Foreign Ministers from the Visegrad Four, currently headed by the Czech Republic, met with their counterparts from the so-called Eastern Partnership in Prague on Wednesday. The ČTK agency said the aim is to discuss the future evolution of the grouping composed of Armenia, Azerbaijan, Belarus, Georgia, Moldova, and Ukraine. Some bilateral talks were already held on Tuesday. The meeting is also being attended by the European Commissioner for Enlargement Johannes Hahn and diplomats from Germany, Sweden, and the Netherlands. The Eastern Partnership countries are being offered closer economic and diplomatic ties with the EU but not membership of the economic and political bloc.The Visegrad ministers repeated strong support for the partnership and a woillingness to deepen it further.
A court has ruled that the city of Plzeň does not have to pay a development company more than 1.85 billion crowns. The ruling was given Wednesday that compensation does not have to be offered to the company Amadeus whose plans for a large commercial centre in the city were rejected by a local referendum three years ago. The developer lodged a demand for compensation for the thwarted Corso America project in January 2015. It has a similar demand for compensation over a similar project with the city of Ostrava.
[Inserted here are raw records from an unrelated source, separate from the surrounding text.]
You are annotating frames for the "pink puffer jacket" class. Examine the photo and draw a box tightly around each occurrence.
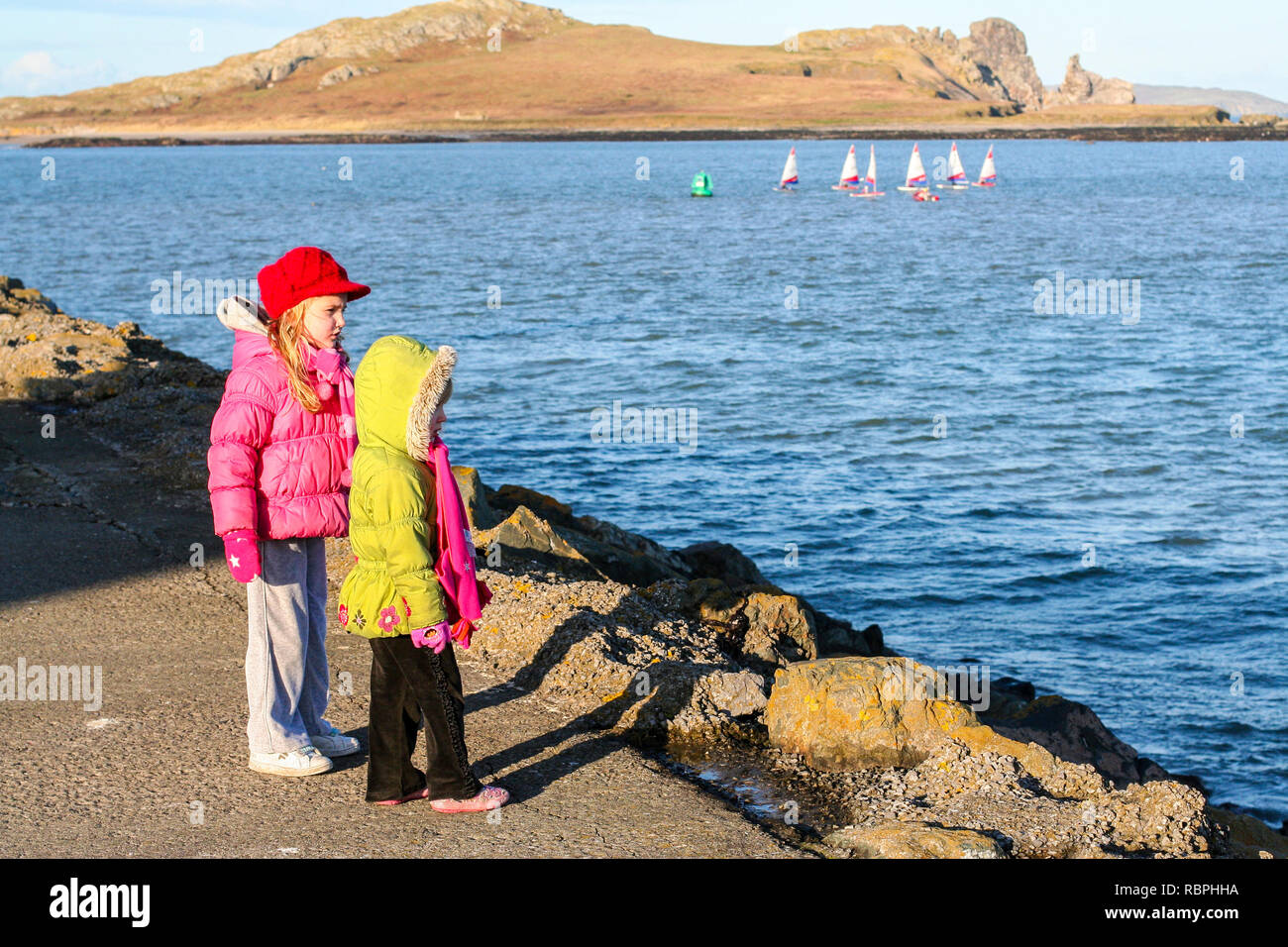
[206,299,353,540]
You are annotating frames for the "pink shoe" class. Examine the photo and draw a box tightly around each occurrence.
[429,786,510,811]
[376,786,429,805]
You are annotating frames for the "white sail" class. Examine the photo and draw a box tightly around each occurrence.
[778,149,796,187]
[841,145,859,187]
[979,145,997,185]
[905,145,926,188]
[948,142,966,184]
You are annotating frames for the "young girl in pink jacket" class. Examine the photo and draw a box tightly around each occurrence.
[207,246,371,776]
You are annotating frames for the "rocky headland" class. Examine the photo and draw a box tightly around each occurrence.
[0,0,1231,143]
[0,277,1288,858]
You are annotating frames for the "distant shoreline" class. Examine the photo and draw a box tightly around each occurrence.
[10,124,1288,149]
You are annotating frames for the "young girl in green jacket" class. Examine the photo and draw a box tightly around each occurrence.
[339,335,509,811]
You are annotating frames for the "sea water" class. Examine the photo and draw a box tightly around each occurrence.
[0,141,1288,821]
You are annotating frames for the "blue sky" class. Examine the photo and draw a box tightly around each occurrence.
[0,0,1288,99]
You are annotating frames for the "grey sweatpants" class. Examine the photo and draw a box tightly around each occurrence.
[246,537,331,753]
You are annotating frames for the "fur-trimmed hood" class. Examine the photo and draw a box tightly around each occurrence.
[355,335,456,463]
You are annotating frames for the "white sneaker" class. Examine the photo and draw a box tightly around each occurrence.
[309,720,362,756]
[249,746,335,776]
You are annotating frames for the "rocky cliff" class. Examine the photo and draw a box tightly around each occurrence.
[1047,54,1136,106]
[0,0,1211,138]
[0,277,1288,858]
[799,18,1042,108]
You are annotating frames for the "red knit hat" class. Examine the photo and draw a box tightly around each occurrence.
[259,246,371,320]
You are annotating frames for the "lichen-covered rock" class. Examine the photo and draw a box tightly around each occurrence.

In ice hockey, the Czech squad departed for the world championship in Moscow and St. Petersburg on Wednesday. The championships begin on Friday. Czech coach Vladimír Vůjtek admitted at Prague airport that the squad is different from what he might have hoped for because some players were unavailable but that the Czechs were still capable of challenging for medals. The Czech team lost 3:0 to Canada in the last warm up game before the championships on Tuesday night.